Finding versions of men and women in love is my theme for this year’s Armory week shows. Let’s dismiss the piles of melting or collapsing sculpture and the aisles of works pushing forward the usual body parts and agendas. What did you like? Many know that in D. H. Lawrence’s classic novel Women in Love, the working-class sisters Ursula and Gundrun, live in England’s industrial midlands before World War I. They search for love with Rupert and Gerald respectively; this quartet endures severe psycho-sexual dilemmas (seen, too, in Ken Russell’s Women in Love 1969 film). Have things improved today? [...]

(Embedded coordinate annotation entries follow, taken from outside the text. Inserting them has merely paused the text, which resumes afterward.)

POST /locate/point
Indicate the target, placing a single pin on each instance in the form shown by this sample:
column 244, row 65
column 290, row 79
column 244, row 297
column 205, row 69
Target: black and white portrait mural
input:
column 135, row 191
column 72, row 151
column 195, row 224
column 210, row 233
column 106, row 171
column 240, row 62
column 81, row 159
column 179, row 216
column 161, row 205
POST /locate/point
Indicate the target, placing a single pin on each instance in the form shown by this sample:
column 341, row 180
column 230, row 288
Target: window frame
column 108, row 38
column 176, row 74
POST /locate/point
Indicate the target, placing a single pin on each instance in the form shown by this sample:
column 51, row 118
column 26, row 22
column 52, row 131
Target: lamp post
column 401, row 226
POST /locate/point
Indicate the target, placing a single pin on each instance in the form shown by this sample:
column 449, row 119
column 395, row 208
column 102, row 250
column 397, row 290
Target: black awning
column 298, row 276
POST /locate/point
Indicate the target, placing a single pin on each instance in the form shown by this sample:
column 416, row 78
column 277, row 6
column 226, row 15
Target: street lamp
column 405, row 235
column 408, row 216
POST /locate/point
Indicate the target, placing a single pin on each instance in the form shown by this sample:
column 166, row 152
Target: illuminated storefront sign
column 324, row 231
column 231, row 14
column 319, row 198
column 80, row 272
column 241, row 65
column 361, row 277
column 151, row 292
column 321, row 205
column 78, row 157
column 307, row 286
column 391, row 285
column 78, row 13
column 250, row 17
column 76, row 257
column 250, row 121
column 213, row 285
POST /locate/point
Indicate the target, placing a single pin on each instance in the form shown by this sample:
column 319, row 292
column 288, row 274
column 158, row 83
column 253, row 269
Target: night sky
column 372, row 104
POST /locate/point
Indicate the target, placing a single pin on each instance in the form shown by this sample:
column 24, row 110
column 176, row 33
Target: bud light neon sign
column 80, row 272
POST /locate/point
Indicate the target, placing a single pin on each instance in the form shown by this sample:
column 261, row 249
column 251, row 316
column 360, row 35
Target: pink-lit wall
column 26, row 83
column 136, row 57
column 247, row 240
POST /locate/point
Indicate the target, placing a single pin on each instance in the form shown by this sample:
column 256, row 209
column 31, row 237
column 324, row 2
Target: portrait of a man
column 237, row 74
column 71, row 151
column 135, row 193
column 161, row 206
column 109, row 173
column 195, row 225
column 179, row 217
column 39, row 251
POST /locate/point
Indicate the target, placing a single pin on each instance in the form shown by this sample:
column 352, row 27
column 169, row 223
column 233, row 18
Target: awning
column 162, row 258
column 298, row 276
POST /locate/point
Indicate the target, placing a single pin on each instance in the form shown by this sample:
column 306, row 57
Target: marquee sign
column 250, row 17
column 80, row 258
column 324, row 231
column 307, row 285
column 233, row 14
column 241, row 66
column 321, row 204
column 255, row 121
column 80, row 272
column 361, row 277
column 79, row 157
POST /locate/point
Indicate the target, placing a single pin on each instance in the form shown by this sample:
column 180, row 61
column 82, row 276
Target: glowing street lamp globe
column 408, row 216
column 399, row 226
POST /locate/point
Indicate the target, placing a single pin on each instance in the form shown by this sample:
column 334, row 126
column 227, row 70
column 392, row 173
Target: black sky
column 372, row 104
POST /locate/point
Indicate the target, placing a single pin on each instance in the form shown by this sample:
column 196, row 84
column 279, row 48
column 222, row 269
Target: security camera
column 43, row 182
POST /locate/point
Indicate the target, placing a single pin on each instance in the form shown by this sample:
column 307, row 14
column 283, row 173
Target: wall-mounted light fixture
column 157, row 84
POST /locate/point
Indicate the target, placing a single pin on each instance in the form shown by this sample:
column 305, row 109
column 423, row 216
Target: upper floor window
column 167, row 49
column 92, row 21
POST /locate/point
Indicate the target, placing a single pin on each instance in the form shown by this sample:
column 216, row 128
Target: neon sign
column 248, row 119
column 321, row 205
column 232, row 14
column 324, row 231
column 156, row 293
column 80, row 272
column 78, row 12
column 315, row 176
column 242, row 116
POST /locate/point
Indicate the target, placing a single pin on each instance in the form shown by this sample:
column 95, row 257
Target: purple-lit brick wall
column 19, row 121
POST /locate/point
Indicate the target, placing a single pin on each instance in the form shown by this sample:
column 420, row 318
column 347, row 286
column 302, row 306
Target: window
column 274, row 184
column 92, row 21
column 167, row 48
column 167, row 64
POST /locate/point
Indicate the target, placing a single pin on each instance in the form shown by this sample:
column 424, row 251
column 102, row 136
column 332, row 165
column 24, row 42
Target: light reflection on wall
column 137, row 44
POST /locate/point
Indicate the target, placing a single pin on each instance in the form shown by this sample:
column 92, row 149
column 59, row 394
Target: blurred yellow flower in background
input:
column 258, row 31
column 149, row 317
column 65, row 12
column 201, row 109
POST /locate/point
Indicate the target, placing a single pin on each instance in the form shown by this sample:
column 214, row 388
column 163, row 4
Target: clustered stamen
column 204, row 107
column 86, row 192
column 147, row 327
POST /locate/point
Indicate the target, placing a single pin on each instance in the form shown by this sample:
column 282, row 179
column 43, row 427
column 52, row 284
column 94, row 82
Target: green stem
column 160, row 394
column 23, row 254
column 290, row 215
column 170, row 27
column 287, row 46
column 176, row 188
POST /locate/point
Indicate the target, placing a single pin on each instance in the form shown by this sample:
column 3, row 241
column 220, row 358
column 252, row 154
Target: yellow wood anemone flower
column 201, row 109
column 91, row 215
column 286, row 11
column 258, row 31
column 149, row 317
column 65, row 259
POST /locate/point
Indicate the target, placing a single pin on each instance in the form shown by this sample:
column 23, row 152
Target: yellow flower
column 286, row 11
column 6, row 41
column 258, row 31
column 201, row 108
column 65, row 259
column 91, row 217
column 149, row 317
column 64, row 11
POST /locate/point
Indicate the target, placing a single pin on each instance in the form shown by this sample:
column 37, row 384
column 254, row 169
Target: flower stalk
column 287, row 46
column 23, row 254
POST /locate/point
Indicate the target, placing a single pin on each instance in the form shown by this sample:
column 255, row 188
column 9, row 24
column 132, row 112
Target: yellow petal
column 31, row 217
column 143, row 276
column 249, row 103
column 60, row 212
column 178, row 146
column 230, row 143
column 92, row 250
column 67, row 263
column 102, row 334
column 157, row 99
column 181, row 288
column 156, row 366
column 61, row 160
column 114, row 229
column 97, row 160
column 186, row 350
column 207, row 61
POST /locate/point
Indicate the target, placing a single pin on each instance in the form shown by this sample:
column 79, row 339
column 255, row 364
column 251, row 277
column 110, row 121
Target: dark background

Bright Lights, Big City follows an unnamed 24-year-old Manhattan fact-checker who unravels after his wife leaves him. Artist Tim Youd, using the same style typewriter as Jay McInerney’s original Smith-Carona classic 12, greeted the author as he was re-typing the novel at Cristin Tierney’s Gallery in Manhattan. Nearby guests drank champagne, but Youd will be typing until September 13; he’ll switch to an IBM Selectric II at the end as did the author for his final draft. Youd has 1600 followers on Instagram; collectors buy his typed pages as art. Youd’s manual typewriter collection at home in California may be art, too. As his typed art takes him all over the world, Youd seems happy enough yet he often types books by men who are not.
Tim Youd re-types Bright Lights, Big City as part of Fifteen, a group exhibition currently on view at Cristin Tierney Gallery’s new Tribeca location through October 4.